Please ask new questions as a Q&A
in discussions.
PuffinDB is a serverless HTAP cloud data platform powered by Arrow × DuckDB × Iceberg.
If you are using DuckDB client-side with any client application, adding the PuffinDB extension will let you:
- Distribute queries across thousands of serverless functions and a Monostore
- Read from and write to hundreds of applications using any Airbyte connector
- Collaborate on the same Iceberg tables with other users
- Write back to an Iceberg table with ACID transactional integrity
- Execute cross-database joins (Cf. Edge-Driven Data Integration)
- Translate between 19 SQL dialects
- Invoke remote query generators
- Invoke curl commands
- Accelerate and | or schedule the downloading of large tables to your client
- Cache tables and run computations at the edge (Amazon CloudFront × Lambda@Edge)
- Log queries on your data lake
Many excellent distributed SQL engines are available today. Why do we need yet another one?
- True serverless architecture
- Future-proof architecture
- Designed for virtual private cloud deployment
- Designed for small to large datasets
- Designed for real-time analytics
- Designed for interactive analytics
- Designed for transformation and analytics
- Designed for analytics and transactions
- Designed for next-generation query engines
- Designed for next-generation file formats
- Designed for lakehouses
- Designed for data mesh integration
- Designed for all users
- Designed for extensibility
- Designed for embedability
- Optimized for machine-generated queries
- Scalable across large user bases
Cloud Data is what comes after Big Data.
Edge-Driven Data Integration (EDDI) is an inversion of control proposed by the PuffinDB project. Its main idea is that data integration should be driven at the edge by dynamic user-driven integration scenarios, rather than on the cloud with static data integration pipelines, yet without sacrificing solid architecture design and proper data governance (read more).

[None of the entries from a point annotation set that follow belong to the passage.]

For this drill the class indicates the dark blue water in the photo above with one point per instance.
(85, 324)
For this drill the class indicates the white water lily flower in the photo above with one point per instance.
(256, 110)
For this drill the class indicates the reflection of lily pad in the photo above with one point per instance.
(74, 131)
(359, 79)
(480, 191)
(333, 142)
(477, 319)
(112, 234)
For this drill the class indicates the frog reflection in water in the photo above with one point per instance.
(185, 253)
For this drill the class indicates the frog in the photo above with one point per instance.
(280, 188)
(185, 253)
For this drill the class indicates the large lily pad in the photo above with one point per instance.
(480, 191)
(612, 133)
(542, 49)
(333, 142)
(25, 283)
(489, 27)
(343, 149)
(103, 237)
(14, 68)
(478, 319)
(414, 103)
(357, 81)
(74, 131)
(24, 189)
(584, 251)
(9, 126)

While running DuckDB on your personal computer will work great in many instances, running it on the cloud can bring several benefits:
- No need to download large datasets from the cloud to your local computer.
- Ability to work with larger datasets by taking advantage of fleets of AWS Lambda functions and | or large Amazon EC2 instances.

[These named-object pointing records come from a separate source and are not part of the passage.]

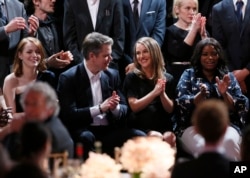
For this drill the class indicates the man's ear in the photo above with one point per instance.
(35, 2)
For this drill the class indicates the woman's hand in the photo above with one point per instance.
(223, 84)
(160, 87)
(204, 90)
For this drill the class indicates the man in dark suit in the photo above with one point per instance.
(12, 29)
(82, 18)
(40, 103)
(93, 107)
(210, 120)
(233, 35)
(152, 23)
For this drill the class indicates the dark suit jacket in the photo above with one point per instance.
(77, 24)
(225, 28)
(75, 96)
(207, 165)
(152, 23)
(8, 42)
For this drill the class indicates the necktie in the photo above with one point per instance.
(239, 5)
(136, 13)
(3, 19)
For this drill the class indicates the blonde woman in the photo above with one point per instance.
(28, 67)
(149, 89)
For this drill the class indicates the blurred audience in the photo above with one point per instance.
(245, 144)
(102, 16)
(210, 120)
(151, 23)
(40, 103)
(233, 35)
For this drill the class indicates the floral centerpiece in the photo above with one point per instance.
(147, 157)
(100, 166)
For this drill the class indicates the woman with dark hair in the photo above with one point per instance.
(29, 66)
(210, 78)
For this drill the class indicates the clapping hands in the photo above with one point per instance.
(223, 84)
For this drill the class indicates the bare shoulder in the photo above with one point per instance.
(11, 81)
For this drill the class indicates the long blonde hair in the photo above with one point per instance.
(156, 56)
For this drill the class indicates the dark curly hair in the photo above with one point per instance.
(222, 68)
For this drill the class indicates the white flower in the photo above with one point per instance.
(149, 156)
(100, 166)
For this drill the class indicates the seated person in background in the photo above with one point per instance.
(182, 36)
(40, 103)
(93, 107)
(35, 144)
(28, 67)
(245, 144)
(211, 121)
(26, 170)
(209, 78)
(149, 89)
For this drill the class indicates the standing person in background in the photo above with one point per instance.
(182, 36)
(151, 23)
(233, 35)
(14, 25)
(103, 16)
(93, 106)
(205, 8)
(50, 36)
(28, 67)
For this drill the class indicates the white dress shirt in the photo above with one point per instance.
(139, 5)
(98, 118)
(93, 9)
(243, 8)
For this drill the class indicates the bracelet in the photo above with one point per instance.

- Enforcement of column and | or row-level access control policies.
- Low-latency analytics on whatever amount of data you are willing to cache on your client.
- Ability to handle datasets that are too large for your client.

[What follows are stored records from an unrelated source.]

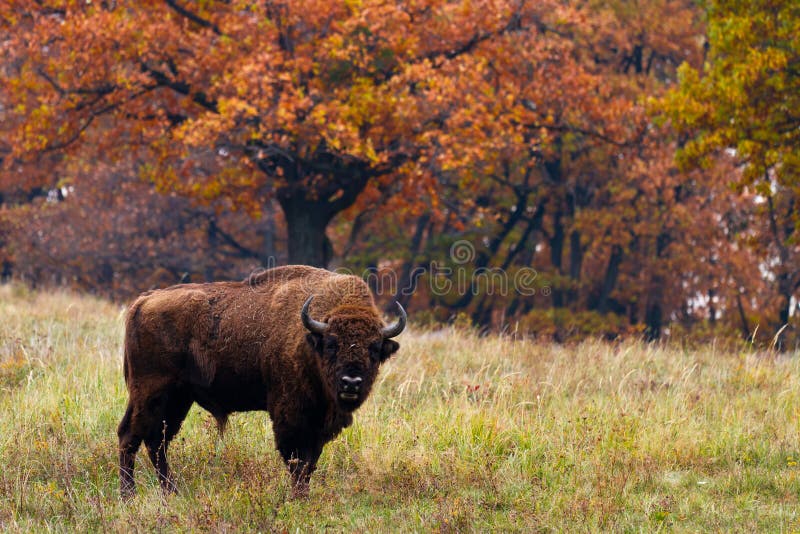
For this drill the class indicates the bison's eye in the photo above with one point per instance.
(331, 346)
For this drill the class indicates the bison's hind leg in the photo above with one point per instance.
(129, 444)
(170, 408)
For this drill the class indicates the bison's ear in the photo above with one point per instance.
(388, 348)
(315, 342)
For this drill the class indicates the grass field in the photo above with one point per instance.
(460, 434)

- Concurrent users editing the same cloud-side table.
Yes, you can use PuffinDB with just an Object Store like Amazon S3. But you should still take a look at Iceberg, for the following reasons:
A Lakehouse like Apache Iceberg, Apache Hudi, and Delta Lake offers many critical features:
- Schema evolution supports add, drop, update, or rename, and has no side-effects.
- Hidden partitioning prevents user mistakes that cause silently incorrect results or extremely slow queries.
- Partition layout evolution can update the layout of a table as data volume or query patterns change.
- Time travel enables reproducible queries that use exactly the same table snapshot.
- Table version rollback allows users to quickly correct problems by resetting tables to a good state.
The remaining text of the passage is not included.